I’m always setting myself rules: only drink one glass of every different drink offered; don’t drink during the week; only drink during the week; drink a glass of water in between each glass of wine; never initiate drinking. You know the sort of thing. And I don’t think I have EVER been successful in maintaining these rules. In my attempt to moderate recently, I would pound the park with the dog and come up with the most absurd ideas in order to keep drinking – anything to avoid stopping altogether.
This did not work. By 7pm every night, I’d be tucking into the gin & tonics, opening the wine, guzzling whatever I could find. And long after supper was over and my husband and I had chatted over that sociable bottle or two, I would stay up and search for more. Then I’d hide the empty bottles. And when I thought about this later, I couldn’t rationalise it, but I’d do it anyway.

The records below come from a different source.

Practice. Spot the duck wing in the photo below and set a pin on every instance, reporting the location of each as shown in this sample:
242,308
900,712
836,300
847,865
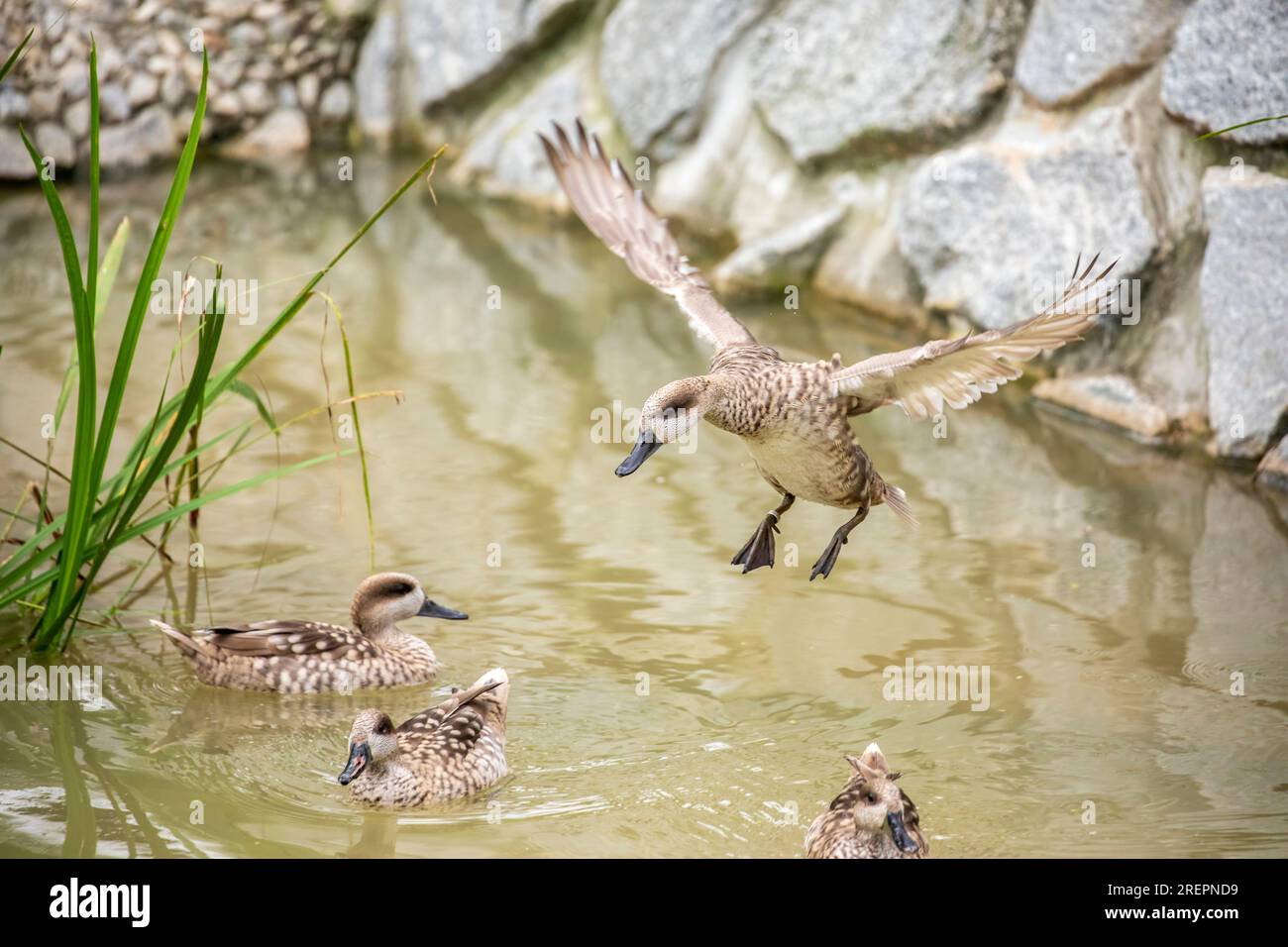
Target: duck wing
960,371
452,728
281,638
621,217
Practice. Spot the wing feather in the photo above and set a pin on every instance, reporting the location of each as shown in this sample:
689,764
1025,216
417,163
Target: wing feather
601,195
960,371
279,638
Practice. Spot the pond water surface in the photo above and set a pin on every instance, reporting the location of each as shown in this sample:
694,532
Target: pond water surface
662,702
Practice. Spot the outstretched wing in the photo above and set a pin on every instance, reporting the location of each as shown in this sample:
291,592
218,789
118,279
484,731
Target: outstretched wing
621,217
281,638
960,371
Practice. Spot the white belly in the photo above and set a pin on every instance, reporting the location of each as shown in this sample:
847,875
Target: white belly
800,468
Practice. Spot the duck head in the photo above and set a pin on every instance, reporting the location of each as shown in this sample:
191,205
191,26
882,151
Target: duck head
880,804
669,416
372,741
387,598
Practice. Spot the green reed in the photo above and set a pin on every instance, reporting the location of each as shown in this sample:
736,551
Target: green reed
55,566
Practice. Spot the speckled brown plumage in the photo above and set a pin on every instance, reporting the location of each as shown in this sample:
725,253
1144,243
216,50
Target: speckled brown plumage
794,415
449,751
290,656
871,818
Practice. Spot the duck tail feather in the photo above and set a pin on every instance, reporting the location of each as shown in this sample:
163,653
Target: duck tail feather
898,501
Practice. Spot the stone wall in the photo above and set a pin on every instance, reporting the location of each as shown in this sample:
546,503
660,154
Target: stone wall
925,159
279,72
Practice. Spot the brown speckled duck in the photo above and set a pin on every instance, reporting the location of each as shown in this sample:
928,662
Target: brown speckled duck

For the last few evenings, I’ve changed the routine. Once the kids are back from school, and while I get supper ready, I check my blog and read others’ blogs, thereby avoiding that sip sip sip. We all eat together – this is a new venture as I used to feed the kids first so I could drink more with my husband – and they are pleased to see I’m not drinking. Then I wash up straightaway and once I’ve put the kids to bed I pretty much go to bed myself. Clearly this is not exciting stuff, but it’s what I need to do at the moment to stop myself thinking too much about what I’m doing. Because otherwise I’m going to start making those rules again.
At least 20 times today, I have considered writing a post to say goodbye, to give up my blog because I’m so frightened that I won’t be able to sustain it and that I’ll let you all down. But for the moment, I will keep writing and please forgive me if I sound muddled.